Hay un día del año en que más temprano se levantan los niños; el día de Navidad. Se levantan como las aves de corral, como los gallos, cuando aún las sombras de la noche prevalecen sobre el mundo. Juancito saltó de la cama y caminó directamente hacia donde se hallaban acomodados en el suelo los juguetes que el Niño Dios le había traído. Se detuvo frente al bulto que su papá había dejado y sin prestar la menor atención a lo demás, empezó a tratar de soltar las amarras. Su esfuerzo fue en vano; no logró soltar un solo nudo. Presuroso, corrió hacia el cuarto de sus padres y tras jamaquearlos una y otra vez consiguió despertarlos al fin. Estos se levantaron todavía medio dormidos y siguieron a su hijo hasta donde estaban los juguetes. El pequeñín entonces le pidió que le abrieran el bulto. Juan abrió del todo los ojos y comprendió que el inocente niño creía que aquel bulto era un regalo para él, y, peor aún, intuyó que muy probablemente creería que era su soñado caballito. Su mujer no entendía nada de lo que ocurría y sólo preguntaba de quién y qué era aquel bulto mientras lo revisaba de arriba a abajo dominada por la curiosidad. Juan intentaba decir algo, pero las palabras no salían de su boca y el niño insistía una y otra vez en que le abrieran el bulto. Entonces la mujer de Juan reparó en unas palabras escritas en uno de los lados del bulto, que decían:
      «Se puede reír, se puede llorar,
                               pero no se puede vivir sin soñar».
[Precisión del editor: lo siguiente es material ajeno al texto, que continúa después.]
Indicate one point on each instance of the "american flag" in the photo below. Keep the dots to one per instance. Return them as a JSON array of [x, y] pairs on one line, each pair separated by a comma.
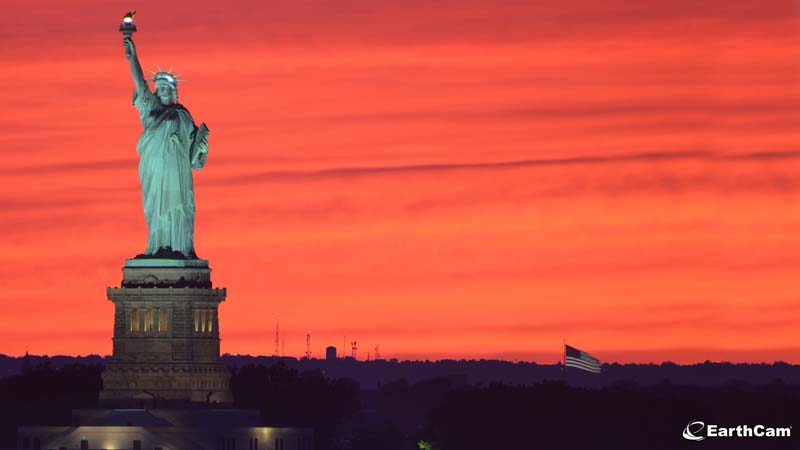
[[581, 360]]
Juan y su mujer se miraron extrañados, mientras Juancito insistía en que le abrieran el misterioso bulto. Entonces su madre, presa absoluta de la curiosidad, sacó unas tijeras de una gaveta y en un instante liberó el bulto de sus amarras, cayendo al suelo las planchas de cartón y dejando al descubierto un precioso caballito de madera con todos los colores del arco iris. Entonces aquel cuarto, alumbrado apenas por un bombillo de 15 watts, casi al morir de la madrugada, se llenó con toda la luz del Universo, como si miles de estrellas hubiesen explotado, al conjuro de la sonrisa de infinita alegría de un niño que tenía un caballito de madera. Sea.